RustKmer PyO3 Python Bindings

High-performance Python bindings for the RustKmer k-mer counting and querying library using PyO3.

Features

  • High Performance: Native Rust extensions with minimal Python overhead
  • Memory Efficient: Optimized memory usage for large genomic datasets
  • Flexible Loading: Choose between Preload, MemoryMapped, or Lazy loading modes
  • Complete API: Full access to k-mer counting, database querying, and fuzzy matching
  • Pythonic Interface: Clean, intuitive Python API design
  • Compatible: Works with Python 3.11+

Database Loading Modes

The PyDatabase class supports three loading modes to balance performance and memory usage:

LoadMode.Preload

  • Description: Loads all k-mers into memory HashMap for fastest queries
  • Performance: Fastest query speed (sub-millisecond)
  • Memory Usage: High (stores all k-mers in memory)
  • Best For: Applications with frequent queries on the same database

LoadMode.MemoryMapped

  • Description: Uses memory-mapped file access for balanced performance
  • Performance: Good query speed with moderate memory usage
  • Memory Usage: Low to Moderate (OS manages caching)
  • Best For: Large databases where memory is limited

LoadMode.Lazy

  • Description: Loads k-mers on-demand using binary search
  • Performance: Slower queries but no memory overhead for unused k-mers
  • Memory Usage: Very Low (only stores sorted index)
  • Best For: Applications with infrequent queries or very large databases

Installation

# Install from source
maturin develop --release

# Or with pip (when published)
pip install pyrustkmer

Quick Start

from pyrustkmer import PyDatabase, PyCounter, LoadMode

# Create a k-mer counter
counter = PyCounter(k=21, canonical=True)

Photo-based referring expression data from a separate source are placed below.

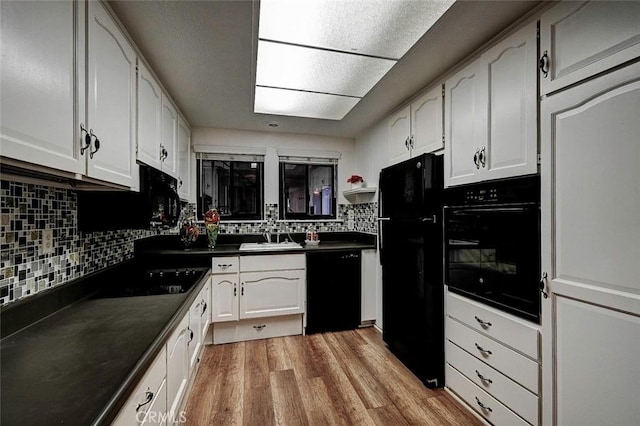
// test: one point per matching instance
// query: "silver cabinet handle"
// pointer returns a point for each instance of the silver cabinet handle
(484, 324)
(484, 379)
(484, 351)
(148, 397)
(544, 64)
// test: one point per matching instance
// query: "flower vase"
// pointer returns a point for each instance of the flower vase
(212, 234)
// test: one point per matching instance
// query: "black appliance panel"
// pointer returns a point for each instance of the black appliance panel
(413, 313)
(411, 189)
(333, 299)
(492, 245)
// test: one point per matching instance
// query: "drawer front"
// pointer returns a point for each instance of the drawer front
(507, 329)
(275, 262)
(518, 399)
(512, 364)
(258, 328)
(153, 382)
(493, 411)
(225, 265)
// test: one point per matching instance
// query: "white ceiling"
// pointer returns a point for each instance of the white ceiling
(204, 53)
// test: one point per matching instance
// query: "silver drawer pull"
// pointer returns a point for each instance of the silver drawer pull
(148, 397)
(484, 324)
(484, 407)
(481, 349)
(484, 379)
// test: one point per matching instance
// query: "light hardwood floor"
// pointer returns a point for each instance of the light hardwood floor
(343, 378)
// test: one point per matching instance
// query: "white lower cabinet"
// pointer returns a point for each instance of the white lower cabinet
(160, 396)
(492, 362)
(148, 402)
(255, 297)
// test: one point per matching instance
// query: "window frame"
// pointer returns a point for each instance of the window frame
(283, 214)
(259, 188)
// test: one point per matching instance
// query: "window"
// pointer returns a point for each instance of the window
(233, 187)
(307, 191)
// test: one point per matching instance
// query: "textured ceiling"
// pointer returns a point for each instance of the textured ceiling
(204, 53)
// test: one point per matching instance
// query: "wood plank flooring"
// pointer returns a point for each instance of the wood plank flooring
(343, 378)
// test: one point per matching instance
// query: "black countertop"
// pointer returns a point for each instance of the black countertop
(79, 364)
(68, 357)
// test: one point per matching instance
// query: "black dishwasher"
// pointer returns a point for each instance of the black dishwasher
(333, 290)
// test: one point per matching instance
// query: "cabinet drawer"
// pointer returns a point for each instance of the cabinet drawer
(154, 381)
(225, 265)
(494, 411)
(274, 262)
(512, 364)
(258, 328)
(509, 330)
(505, 390)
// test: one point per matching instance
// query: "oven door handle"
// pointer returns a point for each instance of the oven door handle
(490, 210)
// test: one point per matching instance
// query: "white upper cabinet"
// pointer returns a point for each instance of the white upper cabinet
(184, 160)
(426, 122)
(169, 137)
(417, 128)
(399, 127)
(111, 100)
(581, 39)
(491, 113)
(38, 80)
(462, 130)
(149, 117)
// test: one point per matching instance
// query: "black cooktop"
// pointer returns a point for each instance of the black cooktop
(152, 282)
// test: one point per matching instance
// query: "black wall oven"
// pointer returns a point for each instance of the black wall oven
(492, 244)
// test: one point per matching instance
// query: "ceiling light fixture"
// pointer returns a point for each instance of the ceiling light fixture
(318, 58)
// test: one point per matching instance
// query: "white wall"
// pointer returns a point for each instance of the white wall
(373, 155)
(273, 141)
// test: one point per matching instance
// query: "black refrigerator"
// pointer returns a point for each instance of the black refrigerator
(411, 252)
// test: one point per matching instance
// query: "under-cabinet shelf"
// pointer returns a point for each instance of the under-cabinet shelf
(360, 195)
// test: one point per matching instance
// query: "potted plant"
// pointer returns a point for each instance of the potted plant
(356, 181)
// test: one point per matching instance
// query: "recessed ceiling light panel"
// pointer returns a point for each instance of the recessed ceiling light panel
(316, 70)
(302, 104)
(382, 28)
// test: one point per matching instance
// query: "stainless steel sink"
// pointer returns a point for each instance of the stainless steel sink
(288, 245)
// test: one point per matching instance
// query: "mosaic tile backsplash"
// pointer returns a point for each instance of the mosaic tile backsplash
(41, 247)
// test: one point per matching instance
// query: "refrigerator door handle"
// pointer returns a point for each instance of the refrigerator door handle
(431, 219)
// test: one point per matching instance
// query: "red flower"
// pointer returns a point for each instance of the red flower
(355, 179)
(212, 216)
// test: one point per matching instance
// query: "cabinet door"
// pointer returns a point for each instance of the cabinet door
(110, 100)
(184, 160)
(38, 80)
(509, 70)
(581, 39)
(169, 137)
(590, 251)
(399, 128)
(177, 366)
(272, 293)
(426, 122)
(224, 298)
(149, 117)
(463, 120)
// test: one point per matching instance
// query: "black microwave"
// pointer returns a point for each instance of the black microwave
(492, 244)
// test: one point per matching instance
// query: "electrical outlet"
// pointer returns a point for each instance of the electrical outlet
(47, 241)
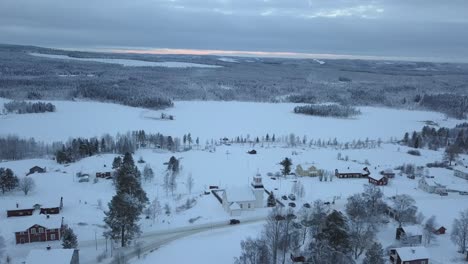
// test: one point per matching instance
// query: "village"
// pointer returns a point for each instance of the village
(41, 223)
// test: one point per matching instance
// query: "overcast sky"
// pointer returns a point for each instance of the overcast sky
(403, 28)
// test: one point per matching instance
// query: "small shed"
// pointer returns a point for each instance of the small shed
(53, 256)
(440, 231)
(36, 169)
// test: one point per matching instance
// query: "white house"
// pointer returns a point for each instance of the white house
(461, 172)
(413, 255)
(247, 198)
(53, 256)
(430, 186)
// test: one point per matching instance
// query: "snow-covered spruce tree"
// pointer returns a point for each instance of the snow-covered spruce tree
(26, 184)
(69, 239)
(286, 163)
(127, 205)
(8, 181)
(374, 255)
(148, 173)
(459, 234)
(271, 202)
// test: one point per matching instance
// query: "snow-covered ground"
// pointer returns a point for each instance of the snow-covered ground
(131, 63)
(227, 166)
(211, 119)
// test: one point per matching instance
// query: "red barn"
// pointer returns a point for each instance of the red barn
(20, 212)
(40, 233)
(379, 182)
(440, 231)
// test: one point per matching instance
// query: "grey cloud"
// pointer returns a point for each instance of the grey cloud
(414, 28)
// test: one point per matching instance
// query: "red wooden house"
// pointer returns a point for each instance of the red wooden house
(440, 231)
(40, 233)
(20, 212)
(379, 182)
(363, 174)
(409, 255)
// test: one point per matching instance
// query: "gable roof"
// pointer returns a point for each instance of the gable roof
(412, 253)
(51, 256)
(239, 194)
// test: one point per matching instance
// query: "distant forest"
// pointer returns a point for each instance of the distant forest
(15, 148)
(22, 107)
(440, 87)
(332, 110)
(432, 138)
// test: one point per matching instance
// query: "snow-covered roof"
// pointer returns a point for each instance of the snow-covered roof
(412, 253)
(51, 256)
(239, 194)
(234, 206)
(413, 230)
(52, 222)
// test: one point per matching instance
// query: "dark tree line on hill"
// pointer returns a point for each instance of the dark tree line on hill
(15, 148)
(78, 148)
(332, 110)
(442, 137)
(454, 105)
(123, 96)
(22, 107)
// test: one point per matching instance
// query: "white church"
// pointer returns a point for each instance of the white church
(246, 198)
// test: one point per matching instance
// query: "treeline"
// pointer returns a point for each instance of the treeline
(442, 137)
(454, 105)
(22, 107)
(15, 148)
(123, 96)
(78, 148)
(332, 110)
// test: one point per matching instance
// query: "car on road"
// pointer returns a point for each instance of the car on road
(234, 221)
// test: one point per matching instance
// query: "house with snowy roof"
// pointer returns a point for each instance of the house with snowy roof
(364, 173)
(53, 256)
(409, 255)
(461, 172)
(409, 235)
(430, 186)
(45, 228)
(245, 198)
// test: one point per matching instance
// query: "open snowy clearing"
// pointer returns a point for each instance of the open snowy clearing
(213, 120)
(130, 63)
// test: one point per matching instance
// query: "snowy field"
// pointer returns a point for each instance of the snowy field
(208, 120)
(130, 63)
(227, 167)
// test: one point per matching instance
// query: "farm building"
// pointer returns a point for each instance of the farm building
(36, 169)
(409, 255)
(440, 231)
(236, 200)
(430, 186)
(389, 173)
(409, 235)
(20, 212)
(461, 172)
(382, 181)
(41, 231)
(364, 173)
(312, 171)
(53, 256)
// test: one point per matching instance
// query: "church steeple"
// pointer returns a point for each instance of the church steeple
(257, 181)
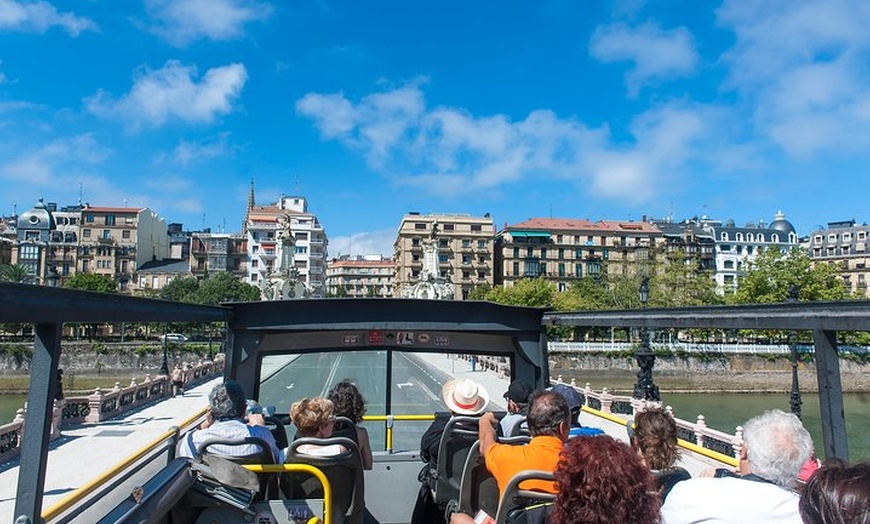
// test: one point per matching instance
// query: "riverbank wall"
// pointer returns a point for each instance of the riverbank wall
(706, 372)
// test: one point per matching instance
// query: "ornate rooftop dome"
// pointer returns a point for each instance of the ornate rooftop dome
(780, 223)
(36, 218)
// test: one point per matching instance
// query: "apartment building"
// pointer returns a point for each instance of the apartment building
(564, 250)
(461, 247)
(738, 247)
(361, 276)
(264, 247)
(844, 244)
(217, 252)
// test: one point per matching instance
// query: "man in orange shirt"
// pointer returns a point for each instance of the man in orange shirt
(549, 422)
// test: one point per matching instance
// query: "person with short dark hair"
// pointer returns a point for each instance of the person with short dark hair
(349, 402)
(548, 421)
(517, 397)
(654, 438)
(775, 446)
(225, 419)
(837, 494)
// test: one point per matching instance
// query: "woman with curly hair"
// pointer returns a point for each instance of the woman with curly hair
(599, 480)
(349, 402)
(654, 437)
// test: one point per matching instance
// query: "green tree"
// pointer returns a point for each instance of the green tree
(20, 273)
(772, 273)
(224, 287)
(530, 292)
(92, 282)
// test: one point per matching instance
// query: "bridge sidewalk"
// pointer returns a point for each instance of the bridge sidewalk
(85, 452)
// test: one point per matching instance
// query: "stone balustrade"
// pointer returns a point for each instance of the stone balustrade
(627, 407)
(103, 405)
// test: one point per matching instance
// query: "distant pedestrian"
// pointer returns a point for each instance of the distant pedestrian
(177, 378)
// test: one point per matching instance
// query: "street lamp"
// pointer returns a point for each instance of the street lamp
(52, 278)
(795, 401)
(645, 389)
(164, 366)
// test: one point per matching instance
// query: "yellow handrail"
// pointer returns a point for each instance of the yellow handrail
(305, 468)
(80, 493)
(709, 453)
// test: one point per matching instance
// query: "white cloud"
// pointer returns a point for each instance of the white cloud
(173, 93)
(657, 54)
(803, 66)
(366, 243)
(183, 21)
(449, 152)
(38, 17)
(190, 152)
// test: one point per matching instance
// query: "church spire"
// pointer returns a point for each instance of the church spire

# Add sequences to count k-mers
counter.add_sequence("ATCGATCGATCGATCG")

# Get statistics
stats = counter.get_stats()
print(f"Counted {stats.unique_kmers} unique k-mers")

# Load database with different modes
# Preload: Fastest queries, highest memory usage
db_preload = PyDatabase("genome.rkdb", LoadMode.Preload)

# MemoryMapped: Balanced performance
db_mmap = PyDatabase("genome.rkdb", LoadMode.MemoryMapped)

# Lazy: Lowest memory usage, binary search
db_lazy = PyDatabase("genome.rkdb", LoadMode.Lazy)

# Query k-mers using unified API
result = db_preload.query_exact("ATCGATCGATCGATCG")
print(f"K-mer count: {result.count}")

# Check memory usage
memory_info = db_preload.get_memory_usage()
print(f"Memory usage: {memory_info}")

# Batch query
results = db_preload.query_exact_batch(["ATCGATCGATCGATCG", "GGGGGGGGGGGGGGGGGGGGG"])
print(f"Batch results: {len(results)} queries processed")

Unified Query API

PyO3 0.4.1 introduces a unified query interface with consistent naming:

Exact Query Methods

# Single k-mer query
result = db.query_exact("ATGCGATGCTAGCGCTAGCTAG")

# Batch query
results = db.query_exact_batch(["AAAAA", "TTTTT", "CCCCC"])

Prefix Query Methods

# Optimized prefix query
results = db.query_prefix("ATGCG")

# Batch prefix query
prefixes = ["ATG", "CGA", "GCT"]
results = db.query_prefix_batch(prefixes)

Hybrid Query Methods (Wildcard Support)

# Pattern-based hybrid query with {N} syntax
result = db.query_hybrid("ATGCG{N3}CGAT")

# Batch hybrid query
patterns = ["ATG{1}CGAT", "CGA{2}TGC"]
results = db.query_hybrid_batch(patterns)

# Parse pattern syntax
info = db.parse_pattern("ATGCG{N3}CGAT")
# Returns: {'prefix': 'ATGCG', 'suffix': 'CGAT', 'n_count': 3, ...}

Fuzzy Query Methods

from pyrustkmer import PyFuzzyQuery

fuzzy = PyFuzzyQuery(db)
result = fuzzy.query_fuzzy("ATNNN", max_mutations=2)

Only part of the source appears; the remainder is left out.